As a threshold matter, it should be noted that UCC 4-406(c) does not make receipt of statements a precondition of the customer’s duty to notify.  All that is required is that the bank “sends or makes available a statement of account”.  The case law supports the view that, regardless of the customer’s personal circumstances, the customer bears the risk of non-receipt.  As the court observed in Stowell v. Cloquet Co-op Credit Union, 557 N.W. 2d 567, 571-572 (Minn. 1997): “The modern U.C.C. case law of other jurisdictions is virtually unanimous in holding that, once account statements are mailed to the account holder's proper address, the risk of non-receipt falls on the account holder and interception of the statements by a wrongdoer does not relieve the account holder of the duty to examine the statements and report unauthorized items to the bank.” The court also noted that requiring actual receipt of statements “would place unreasonable financial burdens on banks and other financial institutions by forcing them to prove receipt either through the use of certified mail or by individually contacting each account holder to confirm that they had, in fact, received their account statement.” Id. at 572.  Other courts have reached the same conclusion.  See e.g., Peters v.
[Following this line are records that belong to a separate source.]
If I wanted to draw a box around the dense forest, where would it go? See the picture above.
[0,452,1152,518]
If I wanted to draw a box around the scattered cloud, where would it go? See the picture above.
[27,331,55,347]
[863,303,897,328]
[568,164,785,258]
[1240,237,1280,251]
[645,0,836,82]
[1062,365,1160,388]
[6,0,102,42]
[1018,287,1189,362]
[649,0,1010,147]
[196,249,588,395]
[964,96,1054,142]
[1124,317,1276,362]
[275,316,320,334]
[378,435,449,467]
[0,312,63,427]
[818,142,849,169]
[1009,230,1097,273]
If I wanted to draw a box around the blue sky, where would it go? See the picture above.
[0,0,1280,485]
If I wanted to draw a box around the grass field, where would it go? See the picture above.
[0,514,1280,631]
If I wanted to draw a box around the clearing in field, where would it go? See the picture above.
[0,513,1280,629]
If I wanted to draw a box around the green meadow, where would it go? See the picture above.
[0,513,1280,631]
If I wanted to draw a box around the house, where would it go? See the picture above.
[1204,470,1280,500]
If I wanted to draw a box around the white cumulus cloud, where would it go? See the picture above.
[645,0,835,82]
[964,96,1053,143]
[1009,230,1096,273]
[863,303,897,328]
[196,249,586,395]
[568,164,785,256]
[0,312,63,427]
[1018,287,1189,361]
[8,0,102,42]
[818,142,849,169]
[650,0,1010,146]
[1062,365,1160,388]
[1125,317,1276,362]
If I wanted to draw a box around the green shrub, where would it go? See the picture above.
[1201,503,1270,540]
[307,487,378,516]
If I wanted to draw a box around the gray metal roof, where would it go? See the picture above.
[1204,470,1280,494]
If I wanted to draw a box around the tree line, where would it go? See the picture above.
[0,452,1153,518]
Riggs National Bank, 942 A. 2d 1163 (D.C. Ct. App. 2008) (upholding the bar of section 4-406(f) notwithstanding the depositor’s hospitalization due to stroke during the period of serial forgeries); Borowski v. Firstar Bank Milwaukee, N.A., 579 N.W. 2d 247, 252-53 (Ct. App. 1998) (concluding that notice provision barred claims, even where plaintiff's girlfriend forged check and intercepted bank statements); PTA, Pub. Sch. 72 v. Mfrs. Hanover Trust Co., 524 N.Y.S. 2d 336, 340 (N.Y. City Civ. Ct. 1988) (upholding bar of claim notwithstanding that the forger intercepted statements, depriving the account holder of actual receipt); and American Airlines Employees Federal Credit Union v. Martin, 29 S.W. 3d. 86 (Tex. 2000) (account holder denied receipt of quarterly statements that showed unauthorized funds transfers, but the Court, noting that the customer never contacted the bank to request the quarterly statements, held that the risk of non-receipt of the statements must fall on the customer, who is the one most familiar with the underlying transactions). 

Accordingly, businesses and consumers are strongly advised to not only review their periodic bank statements with care, but to request statements that they do not receive within a short time after the normal closing date. This will guard against the risks associated with a failure of mail or electronic delivery, an interception of the statements (e.g. by a faithless employee or conniving relative) and a host of other causes (business interruption, sickness). As the law recognizes, one of the most serious consequences of the customer's failure to comply with notification requirements is the opportunity presented to the wrongdoer to repeat the misdeeds. And banks, the law has decided, should generally not have to bear those consequences.